When you watch a president give a State of the Union Address on television, you’re always watching three people: the president at the podium, and the vice president and House speaker on the rise behind him. As a TV shot it’s awkward. The vice president and the speaker have been instructed by media professionals not to let their eyes do what they want to do, which is survey the doings in the chamber. Instead they must stare unwaveringly at the back of the president’s head. This is so that they appear to be fascinated by what he’s saying, as if he’s so interesting that they can’t take their eyes off him. It’s also so that you, the viewer, don’t become distracted by wondering whom they’re looking at in the audience.

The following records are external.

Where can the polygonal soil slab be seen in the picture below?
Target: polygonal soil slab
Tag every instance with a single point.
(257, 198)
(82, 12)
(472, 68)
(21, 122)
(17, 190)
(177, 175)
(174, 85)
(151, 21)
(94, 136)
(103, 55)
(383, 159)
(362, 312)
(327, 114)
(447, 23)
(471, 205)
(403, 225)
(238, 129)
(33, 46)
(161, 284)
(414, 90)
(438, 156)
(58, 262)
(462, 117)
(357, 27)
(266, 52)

It’s uncomfortable for them, and boring. You, as a member of the TV audience, get to watch the president. The speaker and the vice president get to think, “Huh, he’s getting a little gray in the back.” The reason Nancy Pelosi often seems a little dart-eyed in these circumstances is that she’s always trying to get a look at the chamber when she thinks the camera isn’t on her. Joe Biden seems happy to be the fascinated person with crinkly eyes and shining teeth. But for Mrs. Pelosi it’s a challenge. This is her chamber, all her people are here, and she wants to be looking at John Boehner’s face and Harry Reid’s and see who’s cheering and who’s wearing what.
But the three-shot the other night was also the president’s problem. It underscored that he gave the first year of his presidency to the Democrats of Congress, that they wrote the costly and unpopular health-care and spending bills.